Silly move, identifying the driver but all is not lost. There is no contract with the driver because the signs are prohibitory. There is nothing on offer.

Even though the keeper admitted to being the driver (duh!), the claim, when it comes, will still have no foundation because there is no contract here to breach. The airport signs say “No stopping” and then threaten £100 if you stop. That is a prohibition, not an offer.
Contract law needs an offer that a person can accept and receive some benefit in return. Here nothing is offered at all; the message is “don’t do it”. Doing the forbidden thing cannot turn a prohibition into a paid-for contract. At most it would be a technical trespass, which only the landowner could pursue for actual loss, usually nothing.
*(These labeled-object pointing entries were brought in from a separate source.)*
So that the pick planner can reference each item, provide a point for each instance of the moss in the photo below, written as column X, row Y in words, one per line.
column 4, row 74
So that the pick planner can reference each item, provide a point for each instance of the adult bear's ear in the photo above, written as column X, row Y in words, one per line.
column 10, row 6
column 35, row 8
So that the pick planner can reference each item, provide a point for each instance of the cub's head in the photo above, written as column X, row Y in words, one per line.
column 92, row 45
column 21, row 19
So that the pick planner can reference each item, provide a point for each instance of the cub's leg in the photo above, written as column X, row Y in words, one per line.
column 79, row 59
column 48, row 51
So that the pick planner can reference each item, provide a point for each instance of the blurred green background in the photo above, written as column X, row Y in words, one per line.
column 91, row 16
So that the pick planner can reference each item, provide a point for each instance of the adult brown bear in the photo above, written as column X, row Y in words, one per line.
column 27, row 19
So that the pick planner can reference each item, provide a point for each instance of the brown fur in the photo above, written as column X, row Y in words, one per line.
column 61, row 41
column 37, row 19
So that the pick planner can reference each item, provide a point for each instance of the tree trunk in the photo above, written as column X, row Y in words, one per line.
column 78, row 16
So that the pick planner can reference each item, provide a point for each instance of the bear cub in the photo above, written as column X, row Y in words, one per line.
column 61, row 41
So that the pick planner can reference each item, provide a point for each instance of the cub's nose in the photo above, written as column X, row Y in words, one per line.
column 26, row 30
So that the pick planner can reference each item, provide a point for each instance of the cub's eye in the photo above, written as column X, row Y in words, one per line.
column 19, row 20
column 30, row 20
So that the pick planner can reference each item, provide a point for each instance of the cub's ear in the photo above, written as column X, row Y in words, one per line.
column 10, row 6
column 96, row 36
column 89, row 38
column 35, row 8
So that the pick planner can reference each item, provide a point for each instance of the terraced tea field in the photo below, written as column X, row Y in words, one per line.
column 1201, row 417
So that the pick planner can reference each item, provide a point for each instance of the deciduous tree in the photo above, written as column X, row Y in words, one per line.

There is also no real chance to agree to anything. These signs sit on a live airport approach and a roundabout. A driver must watch the road, not pull over to read complex wording. Without a fair opportunity to read and choose, there is no agreement by conduct.
A stall is not a choice; it is an unavoidable safety stop. Contract liability depends on a voluntary act. Road safety rules require the driver to remain where the car dies until it is safe to move. An involuntary stop cannot sensibly be treated as the driver choosing to buy a £100 “service”.
This is nothing like the Supreme Court’s
Beavis case. In
Beavis the motorist got something in return (free parking time) and the charge protected turnover. Here there is no permission to stop at all and no facility provided. The £100 is a deterrent, not a price for a service.
The NtK also undermines their position. They call this a “period of parking” but accuse “stopping where stopping is prohibited”. Stopping briefly on a roundabout is not parking. On top of that, the notice waves around keeper liability where the site is airport land under byelaws. While keeper liability no longer matters once the driver is known, the misuse of PoFA shows the template nature of the claim and weakens credibility.
In any claim, they would have to prove a valid contract, prove clear, prominent signage that offered terms, prove the driver had a fair chance to agree before the event, and explain why an involuntary safety stop amounts to a deliberate acceptance of a charge. They would also have to show they have authority from the landowner to sue for a contractual sum rather than for trespass.
Experience is that these “no stopping at airports” claims usually unravel on those points. Even if a judge disagreed on liability, the common £70 add-on is not recoverable in small claims, which further cuts down any exposure.
Plainly put: this is a vexatious private firm of ex-clampers trying to levy a penalty where contract law does not fit. A judge is likely to see it as a speculative invoice based on a prohibition, not a bargain. Hence, there is still a solid leg to stand on despite the driver admission.
Come back when you receive a response to your response to the LoC.